# Mt. Vernon AE bad TC fire pot



## tsmith (Oct 14, 2015)

So I tried to fire up my quad last night and I got the bad TC fire pot warning. When I removed the TC wire from the motherboard, I found that the 2 wires were loose in the connector and pulled right out. I tested the TC and got 22 mv. I then pushed the ends of the wire back into the connector and tested again by touching the connector ends and I got 22 mv. When I connect it back to the motherboard and try to start it I immediately get the bad TC warning. So can I assume that because the wires pulled out of the connector that it is not connecting right to the board or could I have  other issues? I  figure I need to purchase a new TC, But I am not certain because it does read millivolts properly. The stove is 7 years old and the TC was never replaced.


----------



## kappel15 (Oct 14, 2015)

If it is producing millivolts, it should be good. You may want to take the tcouple to a shop that can make sure the wires are in the connector good and permanent.  There are some other things to check.  Sounds like there might be some issues with the connector on the  board. You need to check it to make sure it is seated properly as the connector is a friction fit with 2 locator pins. You can also check the female pins to make sure they are making a good connection. You can use a pin to make the holes smaller. You can also check the  board by unplugging stove, then pull the connector off the board. Put a jumper wire on the pins. Then plug stove back in and check the wall control. If  error code for firepot t-couple goes away the control board is good. If the code pops up again, the board is bad. kap


----------



## tsmith (Oct 14, 2015)

Thanks Kap, I will try that and get back to ya.


----------



## kappel15 (Oct 14, 2015)

If you take the connector off the board, make sure to put it back the  right way, or the tcouple will be out of polarity. (Latch side must be towards the drop tube tcouple connector. kap


----------



## tsmith (Oct 14, 2015)

Ok, it worked with the jumper wire. So the latch needs to face up or down?


----------



## kappel15 (Oct 14, 2015)

See above post. lol Latch towards droptube tcouple


----------



## kappel15 (Oct 14, 2015)

Down. Did you push the female pin holes closer for better connection?


----------



## tsmith (Oct 14, 2015)

So if I looked at it right, the latch faces down on the board, should the red wire be on the bottom of the connector towards the drop tube coupler?  also you say I can use a pin to make the female connectors smaller, just stick a pin in the connector and push the female pin together to make it tighter?


----------



## kappel15 (Oct 14, 2015)

Yes, red wire on bottom.  And yes, use a pin or thumb tac to push on the female" 0" pins to make hole smaller for better connection on male pins.
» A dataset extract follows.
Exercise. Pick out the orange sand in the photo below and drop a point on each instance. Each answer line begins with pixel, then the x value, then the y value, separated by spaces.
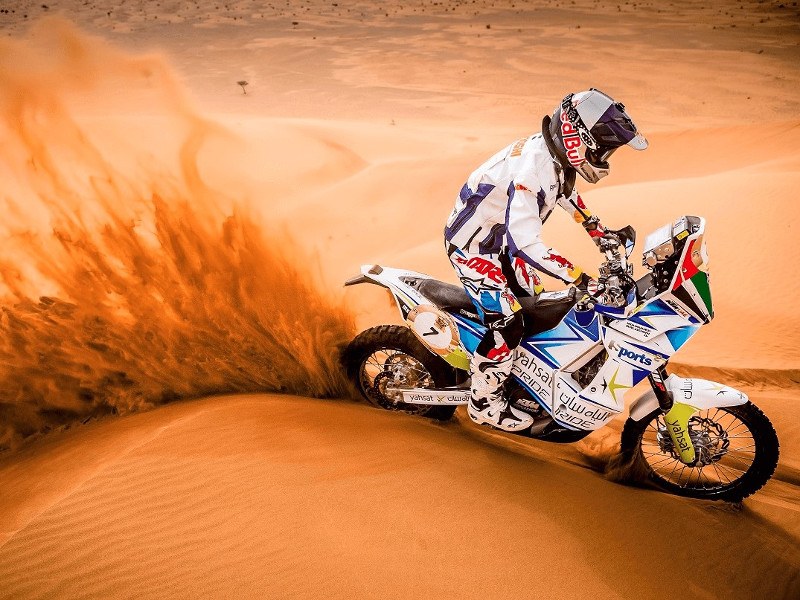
pixel 359 125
Just don't over do it. kap


----------



## tsmith (Oct 14, 2015)

Hey thanks Kap, that did the trick, sorry for the above repeated posts, I did not refresh my browser in between talking to you and working on the stove so I did not see your answers before I asked the same thing again. Didn't mean to sound stupid.


----------



## kappel15 (Oct 14, 2015)

No problem. Glad to help. Stay warm. kap


----------



## stovelark (Oct 15, 2015)

Good info Kap-  was afraid the pins on the board might be done and the board was gone.  I also like your pointers to make the pins different sizes.  Thanks for the input so all of us can be a little better with the AE...  take care.


----------



## kappel15 (Oct 15, 2015)

Thanks


----------